If multiple matches -> raise RuntimeError (ambiguous).
If none -> show close matches and raise FileNotFoundError.
- Parameters:
results_path (str) – Root directory to search from.
sample_ID (str) – Directory name to search for (exact match).
case_insensitive (bool, optional) – Whether to ignore case when matching. Default is True.
verbose (bool, optional) – Print additional debug information. Default is False.
- Returns:
sample_dir – Full path to the matched directory.
- Return type:
str
- Raises:
RuntimeError – If multiple matches are found.
FileNotFoundError – If no match is found.
- autoemxsp.utils.helper.load_msa(filepath: str) Tuple[ndarray, ndarray, Dict[str, str]][source]
Load a .msa or .msg file containing Y-only spectral data and compute the energy scale. Designed for raw spectra exported from Thermo Fisher Phenom systems. May work with other EMSA/MAS format files, but minor variations can occur.
- Parameters:
filepath (str) – Path to the .msa or .msg file.
- Returns:
energy (np.ndarray) – Energy values computed from OFFSET and XPERCHAN.
counts (np.ndarray) – Measured counts per energy channel.
metadata (dict) – Parsed metadata from the header (all values as strings).
- autoemxsp.utils.helper.draw_scalebar(image, pixel_size_um, bar_width=0.25)[source]
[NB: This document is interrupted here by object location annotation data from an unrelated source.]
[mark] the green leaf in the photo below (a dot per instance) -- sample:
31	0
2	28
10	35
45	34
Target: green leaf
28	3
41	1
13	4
Draw a scale bar on the given image.
The scale bar is drawn as a filled white rectangle in the bottom-left corner of the image, with a label indicating its length in micrometers (um). The actual scale bar length is chosen from a set of standard values (0.1, 0.2, 0.5, 1, 2, 5, 10, 20, 50, 100, 200 um) to best match the ‘bar_width’, expressed as fraction of image width.
- Parameters:
image (np.ndarray) – Input image (grayscale or color, as a NumPy array). The scale bar will be drawn directly on this image.
pixel_size_um (float) – Size of a pixel in micrometers (um/pixel).
bar_width (float, optional) – Target width of scale bar, in fraction of image width. Default: 0.25
- Returns:
image – The same image with the scale bar and label drawn on it.
- Return type:
np.ndarray
Notes
The function detects if the image is grayscale or color and draws the scale bar in white accordingly.
The scale bar is placed in the bottom-left corner with a margin from the edges.
The label is centered above the scale bar rectangle.
- class autoemxsp.utils.helper.Prompt_User(title: str, message: str)[source]
Bases:
objectA simple GUI prompt using Tkinter to display a message and wait for user confirmation.
This is useful for pausing execution and prompting the user to take action, such as selecting a position at the micriscope for manual EDS spectrum collection.
- title
The window title.
- Type:
str
- message
The message to display in the prompt.
- Type:
str
- execution_stopped
True if the user closed the window or pressed Esc.
- Type:
bool
- ok_pressed
True if the user pressed OK or Return.
- Type:
bool
- root
The Tkinter root window.
- Type:
tk.Tk or None
- exception autoemxsp.utils.helper.RefLineError[source]
Bases:
ExceptionException raised for errors related to reference lines.
- exception autoemxsp.utils.helper.MissingHintError[source]
Bases:
ExceptionException raised when a required hint is missing.